Later, he was often told that he was the first “colored” person that had ever been in their homes. In one large mansion, the white-haired patrician and several aggressive dogs greeted him suspiciously. After 90 minutes, the patriarch bought seven sets of books for his grandkids. At one point, Prashant met Wilt Chamberlain. He knocked on every door, rich or poor, regarding everybody he met as a potential buyer.
One family bought books on the condition he would go to church with them. That sounded like a good deal to him because it meant he got to eat lunch on Sunday afternoon. It turns out this large Baptist church had a television show. The pastor, playing to the TV audience, introduced this young man as someone who had come all the way from Bombay (now called Mumbai) just to attend their service. He asked Prashant, “What is your biggest desire in coming to our church?” Prashant, thinking quickly on his feet, said, “I want to meet every member of this church.” He did it, too, and of course sold many books.
Prashant made $7,000 in his first summer selling books. To put that in perspective, his first engineering job paid $16,000 a year. Think about this: A young man from India, well-educated in English but with a thick accent, in the deep, deep South, back when their accents were difficult to understand, too. Talk about a stranger in a strange land.
After graduation, his career took off quickly. He helped build a company to 20,000+ employees. I suspect his net worth must be in the hundreds of millions, but he and his wife are still the humblest couple in the building.
Later, Prashant went to a Harvard executive leadership training course, and they asked at the end of the course how he would rank it against similar experiences he had. He said it was the second best. What was the best, he was asked? “Selling books door-to-door in southern Mississippi and Alabama. There is no better training ground.”
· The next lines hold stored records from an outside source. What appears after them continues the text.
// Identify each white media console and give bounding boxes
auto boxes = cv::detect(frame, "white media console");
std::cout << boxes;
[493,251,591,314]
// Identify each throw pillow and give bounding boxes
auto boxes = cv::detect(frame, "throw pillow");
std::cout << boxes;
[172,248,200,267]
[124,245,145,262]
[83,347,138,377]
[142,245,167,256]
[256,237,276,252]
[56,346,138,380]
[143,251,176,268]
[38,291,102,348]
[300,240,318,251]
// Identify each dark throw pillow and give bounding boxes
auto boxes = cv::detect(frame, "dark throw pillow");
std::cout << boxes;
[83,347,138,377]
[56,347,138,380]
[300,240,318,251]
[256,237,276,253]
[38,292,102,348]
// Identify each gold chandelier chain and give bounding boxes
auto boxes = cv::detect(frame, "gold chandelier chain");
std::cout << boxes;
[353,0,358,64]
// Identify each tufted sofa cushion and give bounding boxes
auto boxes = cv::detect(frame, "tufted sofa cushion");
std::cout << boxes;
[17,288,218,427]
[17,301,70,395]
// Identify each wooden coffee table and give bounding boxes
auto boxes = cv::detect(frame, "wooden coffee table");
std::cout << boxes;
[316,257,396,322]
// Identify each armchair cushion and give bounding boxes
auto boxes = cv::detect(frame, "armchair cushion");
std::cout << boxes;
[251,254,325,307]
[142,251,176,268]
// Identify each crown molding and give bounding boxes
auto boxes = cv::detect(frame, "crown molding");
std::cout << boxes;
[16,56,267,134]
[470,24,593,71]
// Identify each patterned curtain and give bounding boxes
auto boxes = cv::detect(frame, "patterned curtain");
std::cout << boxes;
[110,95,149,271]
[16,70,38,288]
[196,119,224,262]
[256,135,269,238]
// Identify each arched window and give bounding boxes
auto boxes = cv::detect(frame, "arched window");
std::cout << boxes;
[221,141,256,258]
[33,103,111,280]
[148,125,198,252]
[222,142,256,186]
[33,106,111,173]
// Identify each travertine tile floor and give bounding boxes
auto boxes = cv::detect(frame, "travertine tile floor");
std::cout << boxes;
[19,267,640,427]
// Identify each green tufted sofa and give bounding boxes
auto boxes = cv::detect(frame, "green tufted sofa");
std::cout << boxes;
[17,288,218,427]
I said earlier Prashant arrived with only $7, but he had more: A special check from his father that would have taken 45 days to clear. He never cashed that check. When his parents came over to visit their son, the father was aghast at what Prashant had done to not take any money from the family. He then took his parents back to Meridian, Mississippi to meet the couple where he had first stayed. They greeted him and his parents with open arms and hugs and tears. I am sure his father was very proud of him.
“Only in America. I love this country. Anybody can do anything if they have the drive and hard work and determination.” Prashant ended up becoming a great business leader, the creator of tens of thousands of jobs, and an inspiration to all who work for him.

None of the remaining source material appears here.